Entscheidungsstichwort (Thema)
Zurückgewiesener Antrag auf Bestimmung des zuständigen Gerichts
Leitsatz (amtlich)
Haben zwei Parteien, die als Streitgenossen verklagt werden sollen, denselben allgemeinen Gerichtsstand, so ist für die Bestimmung des zuständigen Gerichts nach § 36 Abs. 1 Nr. 3 ZPO auch dann kein Raum, wenn die Möglichkeit eines Rechtsstreits gegen beide Streitgenossen gemeinsam dadurch verloren gegangen ist, dass die Klagepartei mit einem der Streitgenossen einen vom allgemeinen Gerichtsstand abweichenden, ausschließlichen Gerichtsstand vereinbart hat (im Anschluss an BGH, Beschl. v. 8. März 1957, I ARZ 12/57, LM Nr. 6 zu § 36 Nr. 3 ZPO).
Normenkette
EGZPO § 9; ZPO § 36 Abs. 1 Nr. 3
Tenor
Der Antrag auf Bestimmung des zuständigen Gerichts wird zurückgewiesen.
Gründe
I. Die Antragstellerin, eine Wirtschaftsprüfungsgesellschaft in der Rechtsform der GmbH, prüfte den zum 31. Dezember 2015 erstellten Jahresabschluss der Antragsgegnerin zu 1), einer im Energiesektor tätigen GmbH mit Sitz in Regensburg.

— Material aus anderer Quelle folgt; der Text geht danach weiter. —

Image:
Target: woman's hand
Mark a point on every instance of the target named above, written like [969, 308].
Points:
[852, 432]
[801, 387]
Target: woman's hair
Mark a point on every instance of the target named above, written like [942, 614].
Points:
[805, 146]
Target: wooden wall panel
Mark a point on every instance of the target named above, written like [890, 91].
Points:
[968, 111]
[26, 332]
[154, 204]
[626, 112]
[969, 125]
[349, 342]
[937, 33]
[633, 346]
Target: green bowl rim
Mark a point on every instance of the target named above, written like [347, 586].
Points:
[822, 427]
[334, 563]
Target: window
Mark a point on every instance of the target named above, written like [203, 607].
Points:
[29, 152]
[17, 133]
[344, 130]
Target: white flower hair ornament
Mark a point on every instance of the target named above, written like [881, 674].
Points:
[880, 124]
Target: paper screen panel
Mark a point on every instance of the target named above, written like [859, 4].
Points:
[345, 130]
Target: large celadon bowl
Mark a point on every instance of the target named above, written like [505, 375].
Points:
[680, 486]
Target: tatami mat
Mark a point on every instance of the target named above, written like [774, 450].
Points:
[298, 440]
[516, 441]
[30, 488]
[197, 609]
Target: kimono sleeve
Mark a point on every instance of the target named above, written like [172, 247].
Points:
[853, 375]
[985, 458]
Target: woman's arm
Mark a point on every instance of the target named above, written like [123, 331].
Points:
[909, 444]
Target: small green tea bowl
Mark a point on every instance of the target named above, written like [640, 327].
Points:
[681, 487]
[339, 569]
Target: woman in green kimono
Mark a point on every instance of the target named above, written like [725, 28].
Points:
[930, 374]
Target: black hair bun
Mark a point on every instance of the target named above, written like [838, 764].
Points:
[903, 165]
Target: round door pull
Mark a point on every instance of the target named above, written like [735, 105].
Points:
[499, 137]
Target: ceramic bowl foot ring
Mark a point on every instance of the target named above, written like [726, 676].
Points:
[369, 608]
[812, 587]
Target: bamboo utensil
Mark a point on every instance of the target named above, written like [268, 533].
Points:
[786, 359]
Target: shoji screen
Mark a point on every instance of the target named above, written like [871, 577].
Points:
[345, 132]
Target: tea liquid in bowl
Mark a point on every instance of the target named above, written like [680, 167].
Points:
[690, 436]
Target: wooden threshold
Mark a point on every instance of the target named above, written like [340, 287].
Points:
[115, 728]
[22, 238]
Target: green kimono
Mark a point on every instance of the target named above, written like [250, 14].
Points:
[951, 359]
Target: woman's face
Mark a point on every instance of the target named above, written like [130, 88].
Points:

Der Tätigkeit lag ein durch Angebot vom 23. Mai 2016 und Annahme vom 30. Juni 2016 zustande gekommener Vertrag zugrunde. Seite 3 des Angebots enthält folgende Bestimmungen:
"Für die Durchführung des Auftrages ... sollen die als Anlage zu diesem Schreiben beigefügten 'Allgemeinen Auftragsbedingungen für Wirtschaftsprüfer und Wirtschaftsprüfungsgesellschaften' ... maßgebend sein.
Diese Vereinbarung unterliegt dem Recht der Bundesrepublik Deutschland. Ausschließlicher Gerichtsstand für sämtliche Ansprüche und Rechte aus und im Zusammenhang mit dieser Vereinbarung ist soweit rechtlich zulässig München.
... (Schriftformabrede und salvatorische Klausel)
Diese Vereinbarung unterliegt dem Recht der Bundesrepublik Deutschland. Ausschließlicher Gerichtsstand für sämtliche Ansprüche und Rechte aus und im Zusammenhang mit dieser Vereinbarung ist München."
Die Antragsgegnerin zu 2), eine GmbH mit Sitz ebenfalls in Regensburg, verpflichtete sich schriftlich unter dem 27. Mai 2016 gegenüber der Antragstellerin, für das Honorar, das die Antragstellerin gegenüber der Antragsgegnerin zu 1) aus dem Prüfauftrag zu beanspruchen hat, einzustehen und auf erstes Anfordern Zahlung zu leisten.
Weil nach Auftragsdurchführung keine Zahlung erbracht wurde, erhob die Antragstellerin unter dem 23. Dezember 2019 Klage zum Landgericht München I mit dem Antrag, die Antragsgegnerinnen zu 1) und 2) als Gesamtschuldnerinnen zur Zahlung zu verurteilen.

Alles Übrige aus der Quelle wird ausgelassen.